Of course, if we wipe out all distinctions, then all forms of art are anthropological by nature. And as a matter of fact they are. But that shouldn’t serve also as an alibi to lay our hands on and find shelter under the piteous drape of “anthropological art.” Let’s point at the others from a contemporary, pseudoscientific angle that recreates the folkloric and exotic image.

You’ve got to have the balls to say, as Rimbaud put it, that “I’m the Other. On the one hand, I challenge Rimbaud’s researchers to tell me if during the poet’s short lifespan he was actually faithful to that claim every step of the way. I don’t like the “difference” phrase either. We must support, applaud, cotton on to the one who’s different. That’s the annoying policy of tolerance, the hypocrite’s tough chuckle. Why is the Other different to me? Why am I not the one who’s different to the Other? Why am I not myself the one who’s different? Is it good only what matches with me? To the best of my knowledge, this is all about swindles and traps that the art of the word puts in its end users until their minds are crippled and stigmatized.

This whole squabble reminds me not only of the “anthropological fine arts,” but also of the music video, the “smart songs” that have been written over the past decades.1 I still wonder how in the world three magnificent songwriters can do what I describe next. One of them is going to found the party of the United with all of the Others who are unprotected and abandoned to their fate –the dwarfs, the loveless fats, the hobos, etc. I’ve always asked the same question: where does the author put himself? Outside or above that party line? Is it God the author? Isn’t the author one of the Others in any way? Does he suspect that? Or that other celebrated crooner who needs to make clear how gays vent their passions and break their bodies “while I plunge my flesh into your belly, woman.” Why is it necessary to clarify that? Is anybody in harm’s way out there? Or that celebrated songwriter who makes sure that “darkness is the best place for a kind of loving people don’t tolerate,” and they’re just fucking fascists, let them all hang out, but love, the good love, the hard-earned love or any other kind of love is wielded and defended out in the open.

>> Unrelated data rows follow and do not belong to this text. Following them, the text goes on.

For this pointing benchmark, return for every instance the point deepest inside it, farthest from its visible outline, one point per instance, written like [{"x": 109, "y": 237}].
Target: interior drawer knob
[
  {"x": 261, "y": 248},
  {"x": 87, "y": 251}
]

These instances out of three cultural genres don’t lay bare clearly the huge complexity of the designations we want to delve into, the dilemmas in the relationships between identity and haughtiness, between me and the Other, from the reflexive canvas of culture. Those who write are no strangers to that risk either and even today they get stunned in the trance of labeling a cultural production highlighted by certain marginalized or confined individuals as a form of “anthropological art” they can call their own. To myself, to all my colleagues, to all the rest, I say: Watch out, colleagues, beware; it reeks of danger. Otherwise, we’ll be playing into the hands of the policy of exclusions. By ruling out those polished-up whiteys from the high-life mansions, don’t we become accomplices of their own supremacy or social position? It’ll then be fit to talk about anthropo-illogical. Shouldn’t we be more cautious when labeling an installation, a painting or a performance as “anthropological” under the pretext that these cultural expressions possess some kind of “density”? What about the others? Aren’t they so? By using a sophism from the 17th-century elaborate literary style or the wild card of the “anthropological art,” aren’t we making a setup, a trap that might eventually do us some harm as well?